Cut each tomato into four wedges, cut out the cores, and remove the seeds and pulp. Slice the tomatoes lengthwise into 1/4-inch strips. In a colander, toss them with 1/4 tsp. salt and let them drain for 15 minutes.
Meanwhile, finely grate the zest of the lemon. Put the zest in a medium bowl. Working over the bowl, segment the lemon and the oranges. In a spice grinder or mortar and pestle (or with a meat mallet; put the spices in a zip-top bag), coarsely grind the coriander and peppercorns. Press the spices into both sides of the tuna steaks.
Gently heat 3 Tbs. of the oil in a 12-inch skillet over medium heat.
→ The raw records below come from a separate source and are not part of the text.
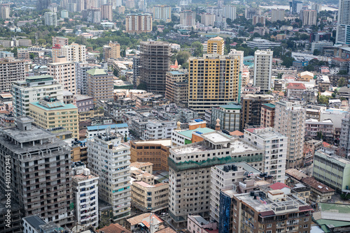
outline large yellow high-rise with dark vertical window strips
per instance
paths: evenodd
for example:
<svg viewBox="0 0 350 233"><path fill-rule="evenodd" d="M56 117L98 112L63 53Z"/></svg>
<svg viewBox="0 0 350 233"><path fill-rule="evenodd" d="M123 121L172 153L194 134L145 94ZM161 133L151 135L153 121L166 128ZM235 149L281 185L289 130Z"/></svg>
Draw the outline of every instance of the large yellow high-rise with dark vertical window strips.
<svg viewBox="0 0 350 233"><path fill-rule="evenodd" d="M188 72L188 107L204 114L216 105L237 101L243 52L191 57Z"/></svg>

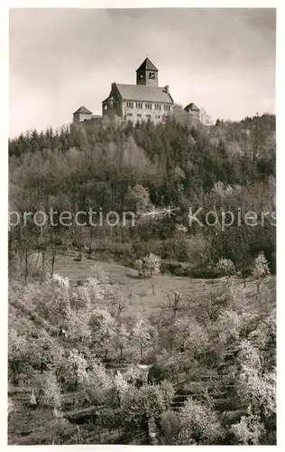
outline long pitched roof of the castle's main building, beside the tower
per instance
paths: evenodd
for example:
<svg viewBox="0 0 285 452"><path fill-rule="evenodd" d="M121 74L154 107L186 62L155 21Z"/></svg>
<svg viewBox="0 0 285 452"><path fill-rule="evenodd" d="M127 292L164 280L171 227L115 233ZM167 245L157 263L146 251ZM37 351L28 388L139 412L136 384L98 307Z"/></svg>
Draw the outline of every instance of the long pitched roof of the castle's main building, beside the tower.
<svg viewBox="0 0 285 452"><path fill-rule="evenodd" d="M170 93L167 93L162 87L124 85L122 83L116 83L115 86L123 100L173 103Z"/></svg>

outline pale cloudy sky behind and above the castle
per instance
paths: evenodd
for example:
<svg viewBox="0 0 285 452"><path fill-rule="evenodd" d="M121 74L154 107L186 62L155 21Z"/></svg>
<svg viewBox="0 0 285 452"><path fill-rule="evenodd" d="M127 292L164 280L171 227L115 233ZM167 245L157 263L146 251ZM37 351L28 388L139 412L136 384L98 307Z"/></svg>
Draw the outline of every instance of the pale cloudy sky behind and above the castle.
<svg viewBox="0 0 285 452"><path fill-rule="evenodd" d="M273 9L12 9L10 136L101 114L146 54L175 102L213 118L274 112Z"/></svg>

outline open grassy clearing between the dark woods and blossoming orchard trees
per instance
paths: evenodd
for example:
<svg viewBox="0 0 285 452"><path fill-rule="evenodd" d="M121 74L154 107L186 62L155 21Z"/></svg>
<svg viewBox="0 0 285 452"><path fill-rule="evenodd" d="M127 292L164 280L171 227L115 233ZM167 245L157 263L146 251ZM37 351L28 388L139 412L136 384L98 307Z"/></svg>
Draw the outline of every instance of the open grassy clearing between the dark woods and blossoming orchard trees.
<svg viewBox="0 0 285 452"><path fill-rule="evenodd" d="M76 261L70 256L60 255L55 265L55 272L61 276L68 277L73 284L92 277L92 266L102 268L110 277L110 280L118 284L124 295L130 297L129 309L126 315L156 316L161 313L161 308L169 305L169 295L179 291L183 298L181 306L188 306L193 310L198 308L199 303L219 289L225 287L225 281L221 279L203 279L177 277L170 274L159 275L152 279L137 277L137 271L127 268L115 262L92 261L82 259ZM152 293L152 282L154 283L154 294ZM237 283L243 287L242 279ZM275 304L275 278L270 277L268 288L271 292L271 304ZM256 288L252 279L247 281L244 288L249 306L255 306Z"/></svg>

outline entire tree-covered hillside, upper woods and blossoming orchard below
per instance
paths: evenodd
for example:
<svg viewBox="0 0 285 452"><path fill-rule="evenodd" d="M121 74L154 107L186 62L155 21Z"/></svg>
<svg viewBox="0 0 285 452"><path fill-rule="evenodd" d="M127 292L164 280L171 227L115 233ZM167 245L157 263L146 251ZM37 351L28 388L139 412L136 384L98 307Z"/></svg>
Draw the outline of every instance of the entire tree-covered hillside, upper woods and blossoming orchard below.
<svg viewBox="0 0 285 452"><path fill-rule="evenodd" d="M72 219L11 216L11 444L276 443L275 147L273 115L193 126L179 108L156 126L104 118L9 140L10 212ZM204 226L189 224L201 206ZM135 221L78 226L89 208ZM209 211L234 222L207 226ZM152 294L161 273L220 286L198 300L173 291L160 315L132 316L131 296L100 266L77 287L58 275L63 254L134 268ZM91 420L75 421L87 407Z"/></svg>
Add the anchovies and mash them into the oil with the back of a spoon until nearly dissolved. Turn the heat to low, add the garlic, and cook until softened but not browned, 3 to 4 minutes. Remove from the heat. Add the drained tomato strips, the orange and lemon segments (with the zest and juice), and the olives to the pan. Toss very gently to warm through, being careful not to break up the citrus segments. Season to taste with salt and pepper. Transfer to a serving bowl and keep warm.
Wipe out the skillet, set it over medium-high heat, and pour in the remaining 2 Tbs. oil. Generously salt the tuna steaks on both sides. Working in batches if necessary, sear the steaks, pressing on them while cooking to help a crust develop, until golden brown, 2 to 3 minutes. Flip the tuna and continue to cook until golden brown, another 2 to 3 minutes for medium rare to medium. Transfer the tuna to dinner plates and serve with the warm citrus sauce.